21 marzo 2020 - 9:32

Il ministro della Salute Roberto Speranza ha firmato una nuova ordinanza anti-Coronavirus per disciplinare l’attività sportiva. Si potrà svolgere individualmente attività motoria nei pressi della propria abitazione. Consentito un raggio di azione di 200 metri, e sempre nel rispetto della distanza di almeno un metro da ogni altra persona. Ma cosa cambia per piloti MotoGP e atleti professionisti?

A regolare la loro attività è il Decreto emanato l’8 marzo dalla Presidenza  del Consiglio per contrastare l’emergenza Covid-19. Nel comma d) dell’articolo 1, in vigore fino al 3 aprile, vengono sospesi eventi e competizioni sportive di ogni ordine e disciplina, in luoghi pubblici o privati.
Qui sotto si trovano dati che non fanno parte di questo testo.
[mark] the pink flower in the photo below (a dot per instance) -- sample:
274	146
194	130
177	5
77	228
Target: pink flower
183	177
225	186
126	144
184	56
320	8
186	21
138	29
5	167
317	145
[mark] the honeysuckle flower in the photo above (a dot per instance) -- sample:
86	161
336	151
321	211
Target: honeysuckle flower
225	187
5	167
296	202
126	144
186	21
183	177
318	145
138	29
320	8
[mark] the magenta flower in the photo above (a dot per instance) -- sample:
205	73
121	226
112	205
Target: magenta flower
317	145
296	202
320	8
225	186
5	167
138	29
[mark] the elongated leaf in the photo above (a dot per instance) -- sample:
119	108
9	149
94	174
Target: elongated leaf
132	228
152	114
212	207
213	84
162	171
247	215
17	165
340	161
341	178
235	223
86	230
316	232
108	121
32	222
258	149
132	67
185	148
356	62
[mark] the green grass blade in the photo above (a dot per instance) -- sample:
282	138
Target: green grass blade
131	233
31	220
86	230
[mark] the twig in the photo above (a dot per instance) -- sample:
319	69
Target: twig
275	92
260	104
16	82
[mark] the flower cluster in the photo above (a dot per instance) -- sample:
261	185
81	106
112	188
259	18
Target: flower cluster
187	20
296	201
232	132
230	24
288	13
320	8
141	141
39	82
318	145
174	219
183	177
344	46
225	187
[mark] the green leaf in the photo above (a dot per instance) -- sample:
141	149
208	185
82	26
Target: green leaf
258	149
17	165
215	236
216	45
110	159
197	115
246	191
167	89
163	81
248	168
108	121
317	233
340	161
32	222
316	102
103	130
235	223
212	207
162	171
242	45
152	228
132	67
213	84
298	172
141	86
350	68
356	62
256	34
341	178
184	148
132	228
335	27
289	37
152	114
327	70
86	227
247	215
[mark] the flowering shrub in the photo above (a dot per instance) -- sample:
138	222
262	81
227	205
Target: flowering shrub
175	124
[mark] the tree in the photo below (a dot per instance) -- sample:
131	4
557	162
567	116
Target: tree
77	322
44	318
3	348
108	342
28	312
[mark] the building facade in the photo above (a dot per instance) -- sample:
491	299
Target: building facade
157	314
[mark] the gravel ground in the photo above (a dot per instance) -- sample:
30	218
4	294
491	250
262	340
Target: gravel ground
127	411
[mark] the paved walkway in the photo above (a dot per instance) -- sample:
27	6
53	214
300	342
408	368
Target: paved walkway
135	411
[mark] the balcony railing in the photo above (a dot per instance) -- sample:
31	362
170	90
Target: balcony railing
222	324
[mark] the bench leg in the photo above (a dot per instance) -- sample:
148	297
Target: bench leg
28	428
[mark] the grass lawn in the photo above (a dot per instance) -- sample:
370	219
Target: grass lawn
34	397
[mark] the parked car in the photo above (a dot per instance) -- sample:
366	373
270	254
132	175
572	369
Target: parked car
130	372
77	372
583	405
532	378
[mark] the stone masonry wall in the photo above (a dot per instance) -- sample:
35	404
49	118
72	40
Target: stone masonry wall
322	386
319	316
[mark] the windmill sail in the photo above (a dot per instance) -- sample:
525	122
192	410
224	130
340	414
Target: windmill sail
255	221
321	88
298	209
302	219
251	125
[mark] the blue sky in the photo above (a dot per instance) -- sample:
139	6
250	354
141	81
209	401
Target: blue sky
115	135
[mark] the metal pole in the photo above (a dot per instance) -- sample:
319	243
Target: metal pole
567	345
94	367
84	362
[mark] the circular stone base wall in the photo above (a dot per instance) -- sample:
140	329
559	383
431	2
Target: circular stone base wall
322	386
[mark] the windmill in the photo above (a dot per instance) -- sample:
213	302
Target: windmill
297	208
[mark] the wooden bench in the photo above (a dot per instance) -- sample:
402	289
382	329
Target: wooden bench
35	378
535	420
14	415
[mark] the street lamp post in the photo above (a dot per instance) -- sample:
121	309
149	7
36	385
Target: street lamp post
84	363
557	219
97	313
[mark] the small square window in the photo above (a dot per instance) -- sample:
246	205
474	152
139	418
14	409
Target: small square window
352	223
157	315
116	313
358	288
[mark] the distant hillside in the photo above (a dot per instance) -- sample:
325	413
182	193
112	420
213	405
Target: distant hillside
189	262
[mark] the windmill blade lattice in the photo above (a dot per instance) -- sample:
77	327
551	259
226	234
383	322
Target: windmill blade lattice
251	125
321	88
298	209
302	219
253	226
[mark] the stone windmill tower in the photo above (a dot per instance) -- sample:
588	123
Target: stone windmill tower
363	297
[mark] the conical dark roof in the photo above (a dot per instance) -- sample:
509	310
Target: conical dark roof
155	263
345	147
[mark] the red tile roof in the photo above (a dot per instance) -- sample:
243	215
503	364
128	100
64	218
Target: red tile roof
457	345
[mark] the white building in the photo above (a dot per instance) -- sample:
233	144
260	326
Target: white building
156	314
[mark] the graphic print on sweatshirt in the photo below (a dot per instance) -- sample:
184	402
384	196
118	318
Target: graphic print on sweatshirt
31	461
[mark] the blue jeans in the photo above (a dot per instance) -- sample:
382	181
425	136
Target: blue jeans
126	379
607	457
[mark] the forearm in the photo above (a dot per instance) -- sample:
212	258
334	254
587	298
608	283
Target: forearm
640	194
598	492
Fanno eccezione gli atleti professionisti e di categoria assoluta che partecipano ai giochi olimpici o a manifestazioni nazionali o internazionali. Ma l’attività agonistica dei professionisti deve comunque rispettare regole ferree.

Può svolgersi all’interno di impianti sportivi utilizzati a porte chiuse, cioè all’aperto senza la presenza di pubblico. Inoltre è d’obbligo la presenza di personale medico delle società sportive, tenuti ad effettuare controlli idonei a contenere il rischio di diffusione del virus COVID-19 tra gli atleti e tutti gli accompagnatori che vi partecipano. Resteranno chiuse palestre, centri sportivi, piscine, centri benessere e centri termali.

ALLENAMENTI IN BICI E MOTO

Per quanto concerne gli allenamenti in bicicletta non è giustificato nessun utilizzo del mezzo per diletto, o per allenamento, oltre i confini del proprio territorio di casa. Unica eccezione per gli sportivi professionisti o non professionisti riconosciuti di interesse nazionale dal Coni. Compresi i piloti della MotoGP. E che stiano svolgendo allenamenti in vista dei Giochi Olimpici oppure di manifestazioni nazionali o internazionali. Ad oggi le Olimpiadi di Tokyo 2020 non risultano annullate, nonostante arrivino pressioni da più parti.

Nonostante alcune concessioni, i piloti MotoGP negli ultimi giorni preferiscono allenarsi nelle palestre attrezzate in casa. Al Ranch di Tavullia ci si allena due per volta alla presenza dei dottori Berardi e Lucci dello staff medico di Misano. Vietato fare la doccia e la presenza di altri addetti. Gli altri piloti possono allenarsi in moto in piste private, ma sempre rispettando le restrizioni del decreto: presenza di personale sanitario e mantenimento della distanza di sicurezza.

In Spagna, invece, agli atleti professionisti è vietato uscire per allenarsi in strada. In caso di flagranza di reato sono esposti a multe che partono da 600 euro. Inoltre, non sono coperti da assicurazione in caso di incidente durante l’allenamento su strade o sterrato.